Usage
=====

.. _installation:

Installation
------------

Install the latest release via ``pip``:

.. code-block:: console

   pip install pySAR

Alternatively, clone the repository and install from source:

.. code-block:: console

   git clone -b master https://github.com/amckenna41/pySAR.git
   cd pySAR
   pip install .

Configuration Files
-------------------

pySAR is driven by JSON configuration files. Each dataset requires its own config file that
specifies the dataset path, activity column, encoding parameters, and descriptor parameters.
The config files are stored in the ``config/`` directory of the project. See
`CONFIG.md <https://github.com/amckenna41/pySAR/blob/master/CONFIG.md>`_
for a full description of all available parameters.

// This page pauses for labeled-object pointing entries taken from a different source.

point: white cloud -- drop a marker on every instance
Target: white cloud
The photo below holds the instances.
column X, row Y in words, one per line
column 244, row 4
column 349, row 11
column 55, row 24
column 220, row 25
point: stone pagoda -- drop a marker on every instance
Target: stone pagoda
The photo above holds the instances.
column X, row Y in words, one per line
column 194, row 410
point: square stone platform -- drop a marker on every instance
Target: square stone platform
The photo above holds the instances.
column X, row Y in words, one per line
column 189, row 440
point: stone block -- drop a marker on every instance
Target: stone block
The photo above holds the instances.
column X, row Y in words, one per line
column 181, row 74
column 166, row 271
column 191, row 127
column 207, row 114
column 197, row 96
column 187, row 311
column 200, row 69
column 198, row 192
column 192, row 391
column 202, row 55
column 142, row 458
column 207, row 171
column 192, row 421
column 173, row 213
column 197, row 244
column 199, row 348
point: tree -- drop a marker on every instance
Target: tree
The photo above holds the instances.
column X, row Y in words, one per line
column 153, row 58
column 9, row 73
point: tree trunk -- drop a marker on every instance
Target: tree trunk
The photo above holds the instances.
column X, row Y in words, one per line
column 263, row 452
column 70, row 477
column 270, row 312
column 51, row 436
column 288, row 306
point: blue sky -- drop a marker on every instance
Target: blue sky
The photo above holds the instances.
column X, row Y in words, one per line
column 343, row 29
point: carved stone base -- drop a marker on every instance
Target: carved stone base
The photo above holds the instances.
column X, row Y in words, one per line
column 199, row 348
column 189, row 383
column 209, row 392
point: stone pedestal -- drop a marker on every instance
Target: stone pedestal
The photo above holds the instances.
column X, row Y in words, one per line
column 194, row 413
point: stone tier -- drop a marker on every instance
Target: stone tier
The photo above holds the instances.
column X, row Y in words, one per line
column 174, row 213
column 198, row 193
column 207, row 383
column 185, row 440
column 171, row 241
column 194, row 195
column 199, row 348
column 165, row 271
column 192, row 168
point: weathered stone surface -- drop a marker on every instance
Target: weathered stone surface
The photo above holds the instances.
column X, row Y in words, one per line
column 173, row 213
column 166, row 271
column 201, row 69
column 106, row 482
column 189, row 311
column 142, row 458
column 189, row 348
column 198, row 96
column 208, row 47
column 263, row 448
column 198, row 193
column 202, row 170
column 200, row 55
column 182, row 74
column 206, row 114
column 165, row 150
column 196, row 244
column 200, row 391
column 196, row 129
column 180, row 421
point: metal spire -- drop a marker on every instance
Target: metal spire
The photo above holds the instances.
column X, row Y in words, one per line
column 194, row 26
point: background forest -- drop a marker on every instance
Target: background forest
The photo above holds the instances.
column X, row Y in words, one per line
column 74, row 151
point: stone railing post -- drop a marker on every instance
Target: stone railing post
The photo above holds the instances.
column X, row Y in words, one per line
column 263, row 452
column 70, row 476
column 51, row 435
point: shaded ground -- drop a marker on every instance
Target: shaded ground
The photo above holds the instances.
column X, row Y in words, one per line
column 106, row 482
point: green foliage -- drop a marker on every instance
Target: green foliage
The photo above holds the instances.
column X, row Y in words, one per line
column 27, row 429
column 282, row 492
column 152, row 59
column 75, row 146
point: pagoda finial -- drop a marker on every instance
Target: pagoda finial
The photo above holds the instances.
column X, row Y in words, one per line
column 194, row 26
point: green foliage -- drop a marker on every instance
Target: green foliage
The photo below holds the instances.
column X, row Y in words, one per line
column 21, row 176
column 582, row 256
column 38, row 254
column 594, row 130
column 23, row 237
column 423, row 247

Config files are passed to the ``PySAR``, ``Encoding``, or ``Descriptors`` classes via the
``config_file`` parameter. All parameter **names** must remain unchanged; only their **values**
should be edited. Any unused parameter can be set to ``null``. Parameters can alternatively be
passed directly as ``**kwargs`` to each class.

Four example config files are provided in the
`config/ <https://github.com/amckenna41/pySAR/tree/master/config>`_ directory, one per
supported dataset:
`thermostability.json <https://github.com/amckenna41/pySAR/blob/master/config/thermostability.json>`_,
`enantioselectivity.json <https://github.com/amckenna41/pySAR/blob/master/config/enantioselectivity.json>`_,
`localization.json <https://github.com/amckenna41/pySAR/blob/master/config/localization.json>`_,
and
`absorption.json <https://github.com/amckenna41/pySAR/blob/master/config/absorption.json>`_.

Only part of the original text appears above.